Commuting patterns highlight differences in labor regulations.
Connecting Copenhagen, the capital of D]enmark, and Malmö, the third largest city in Sweden, the Øresund region is the largest economic area in Scandinavia. Both Denmark and Sweden are performing fairly well relative to the crisis-stricken countries in the Eurozone, and the Øresund region follows this trend. Despite its comparative economic success, however, this region provides one of the best examples of how regulations can distort the single market of Europe.

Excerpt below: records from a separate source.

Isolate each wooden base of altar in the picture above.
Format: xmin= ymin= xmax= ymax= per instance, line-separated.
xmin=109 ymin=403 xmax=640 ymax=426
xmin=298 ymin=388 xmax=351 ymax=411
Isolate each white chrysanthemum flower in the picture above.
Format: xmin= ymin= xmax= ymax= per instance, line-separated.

That Europe remains, by most estimates, far more regulated than the U.S. may not be a surprise. The Ease of Doing Business Index from the World Bank, for instance, reveals that the regulatory costs of doing business in the U.S. are much lower than the costs in Europe. As Eurozone integration continues and countries work to remove barriers to trade, underlying institutional and regulatory differences are becoming more prominent sources for market distortions.

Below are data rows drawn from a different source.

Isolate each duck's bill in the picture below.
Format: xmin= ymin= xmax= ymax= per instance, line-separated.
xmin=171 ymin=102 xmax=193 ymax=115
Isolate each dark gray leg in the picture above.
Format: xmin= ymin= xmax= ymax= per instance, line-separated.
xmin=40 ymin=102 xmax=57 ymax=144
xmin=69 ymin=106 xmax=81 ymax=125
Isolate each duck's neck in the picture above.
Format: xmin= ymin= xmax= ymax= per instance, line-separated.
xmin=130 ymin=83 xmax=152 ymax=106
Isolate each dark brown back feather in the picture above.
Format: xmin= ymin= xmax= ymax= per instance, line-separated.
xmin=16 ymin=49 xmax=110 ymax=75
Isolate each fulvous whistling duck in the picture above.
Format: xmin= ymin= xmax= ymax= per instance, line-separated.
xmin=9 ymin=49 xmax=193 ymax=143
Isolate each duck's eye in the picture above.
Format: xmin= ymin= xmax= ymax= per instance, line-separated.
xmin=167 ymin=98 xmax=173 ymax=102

Across the Øresund region, the culture, norms, and values between Copenhagen and Malmo are very similar, which may be unsurprising since only a narrow strait separates the two cities. The bridge connecting the two cities is just over 9 miles, which has meant a commute of about a half-hour between city centers since the bridge opened in 2000.
One of the main objectives for the bridge was to integrate the labor markets and create a larger, “functional” economic region. The bridge has been a great success, with approximately 20,000 vehicles and 30,000 train commuters crossing it every day. According to forecasts, these numbers are likely to continue growing over the coming decade.

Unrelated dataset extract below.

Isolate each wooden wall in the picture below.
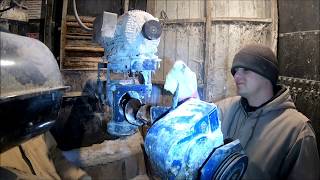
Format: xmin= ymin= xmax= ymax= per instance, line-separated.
xmin=147 ymin=0 xmax=278 ymax=100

The bridge has led to a rapid increase in cross-border transactions, which has meant a dramatic decrease in previous transaction or transportation costs. As a result of this economic integration, underlying institutional differences are becoming apparent.
Denmark has one of the most flexible labor markets in the world whereas Sweden has one of the most rigid. The cost of hiring and firing workers is very low in Denmark. By contrast, employers face difficulty when they attempt to dismiss employees on “individual grounds” in Sweden. At the same time, Swedish legislators have liberalized the use of temporary work contracts, which has disadvantaged more vulnerable groups like young workers.
Given these differences in labor market regulations, is it just a coincidence that youth unemployment in Sweden is above the EU average whereas youth unemployment in Denmark is below the average?
According to the 2012 OECD unemployment statistics, youth unemployment (workers aged 15 to 24) is 14.2 percent in Denmark and 22.9 percent in Sweden; youth employment is 60 percent higher in Sweden than Denmark. The accompanying graph illustrates the different levels of unemployment for youth workers and middle-age workers in Denmark and Sweden.
The commuting direction across the Øresund bridge between Copenhagen and Malomo reveals a startling asymmetry. Of the roughly 20,000 daily vehicle commuters, about 19,400 commuters travelled from Malmo to Copenhagen for work in 2007. The vast majority of the ninety-seven percent of bridge users who commute from Sweden to Denmark are unskilled youth labor. The group of commuters aged 16 to 24 is four times as large as the group of commuters aged 45 to 64.
The Øresund commuting asymmetry is a microcosm of the labor market distortions that European policy makers do not yet appear to recognize. So far these differences have not resulted in any convergence in labor market policy. Effective labor regulation may need to appreciate and work to reduce these cross-border labor market differences to effect a truly single European market.